A HELOC allows you to borrow a maximum of 65% of your home’s appraised value. In Canada, a HELOC usually doesn’t have an amortization period. Once you draw on your home equity line, you will have to make at least monthly interest payments.
When deciding on a home equity line of credit there are two options. You can get a HELOC that is combined with your mortgage or select a stand-alone product.
Many lenders provide a HELOC that combines a fixed term mortgage with a revolving home equity line of credit. There is typically not a fixed monthly repayment schedule for a home equity line of credit, however, the lender requires you to pay interest on the amount borrowed. There is an amortization period on the fixed term mortgage, and payments on the principal and interest are determined by the schedule.

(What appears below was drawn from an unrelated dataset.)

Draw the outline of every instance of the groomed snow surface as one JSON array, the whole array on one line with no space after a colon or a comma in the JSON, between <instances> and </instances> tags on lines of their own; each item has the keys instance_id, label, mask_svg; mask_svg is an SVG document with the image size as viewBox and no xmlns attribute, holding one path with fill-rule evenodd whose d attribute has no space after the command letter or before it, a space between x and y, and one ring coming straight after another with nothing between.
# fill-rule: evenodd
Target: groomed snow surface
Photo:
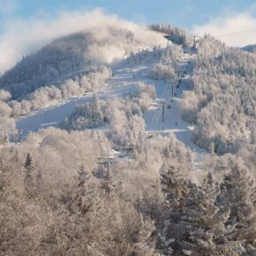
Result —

A home equity line of credit combined with a mortgage has a maximum credit limit of 65% of your home’s appraised value. For instance, you bought a house for $500,000 and put down $100,000, making your mortgage balance $400,000. The credit limit of your home equity line of credit will be fixed at $325,000 or 65% of the property value.

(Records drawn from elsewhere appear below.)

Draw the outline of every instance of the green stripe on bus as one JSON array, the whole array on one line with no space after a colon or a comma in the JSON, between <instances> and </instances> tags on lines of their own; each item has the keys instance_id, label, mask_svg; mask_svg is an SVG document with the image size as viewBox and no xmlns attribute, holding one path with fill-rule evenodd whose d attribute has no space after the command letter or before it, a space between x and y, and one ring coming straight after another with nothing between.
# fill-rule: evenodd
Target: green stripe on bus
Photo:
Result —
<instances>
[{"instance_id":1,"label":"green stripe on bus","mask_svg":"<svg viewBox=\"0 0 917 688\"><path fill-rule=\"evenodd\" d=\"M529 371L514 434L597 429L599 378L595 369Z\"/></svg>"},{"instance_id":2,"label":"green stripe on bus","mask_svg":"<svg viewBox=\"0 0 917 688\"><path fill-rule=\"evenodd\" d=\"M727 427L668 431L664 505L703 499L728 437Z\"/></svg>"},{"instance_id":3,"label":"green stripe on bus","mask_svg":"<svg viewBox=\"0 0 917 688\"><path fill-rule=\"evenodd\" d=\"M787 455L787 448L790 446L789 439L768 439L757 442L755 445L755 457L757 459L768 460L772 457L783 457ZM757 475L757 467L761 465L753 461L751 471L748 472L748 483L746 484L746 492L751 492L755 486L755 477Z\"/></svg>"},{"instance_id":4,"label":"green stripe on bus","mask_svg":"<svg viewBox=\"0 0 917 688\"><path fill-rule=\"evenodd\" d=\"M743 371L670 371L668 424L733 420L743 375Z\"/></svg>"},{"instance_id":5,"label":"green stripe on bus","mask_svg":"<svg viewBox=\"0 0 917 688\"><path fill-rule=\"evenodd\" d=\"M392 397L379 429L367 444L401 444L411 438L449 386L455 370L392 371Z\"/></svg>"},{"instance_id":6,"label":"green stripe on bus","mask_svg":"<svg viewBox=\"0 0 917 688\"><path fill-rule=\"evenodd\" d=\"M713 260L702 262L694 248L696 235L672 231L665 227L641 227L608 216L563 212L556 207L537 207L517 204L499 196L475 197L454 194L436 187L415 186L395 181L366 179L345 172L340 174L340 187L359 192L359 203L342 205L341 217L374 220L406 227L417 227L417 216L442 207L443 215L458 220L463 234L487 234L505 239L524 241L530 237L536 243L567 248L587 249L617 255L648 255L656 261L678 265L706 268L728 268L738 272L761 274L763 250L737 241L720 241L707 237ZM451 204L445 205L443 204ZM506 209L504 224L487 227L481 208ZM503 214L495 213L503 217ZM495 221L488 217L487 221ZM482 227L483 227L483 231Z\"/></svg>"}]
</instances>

While you pay down on your mortgage, your balance goes down and your home equity goes up! But that’s not all, as the equity in your home increases so does the amount you can borrow from your HELOC.
You can pay for part of your new home with your HELOC and part with the fixed term mortgage. Decide with your lender how to allocate these two portions to fund your home purchase.
To start, you need at minimum a 20% down payment or to have 20% equity in your home. The portion of your home that you can fund with your HELOC can be no greater than 65% of its market value. You can finance your home up to 80% of its market value, but any amount that exceeds 65% must be on a fixed term mortgage.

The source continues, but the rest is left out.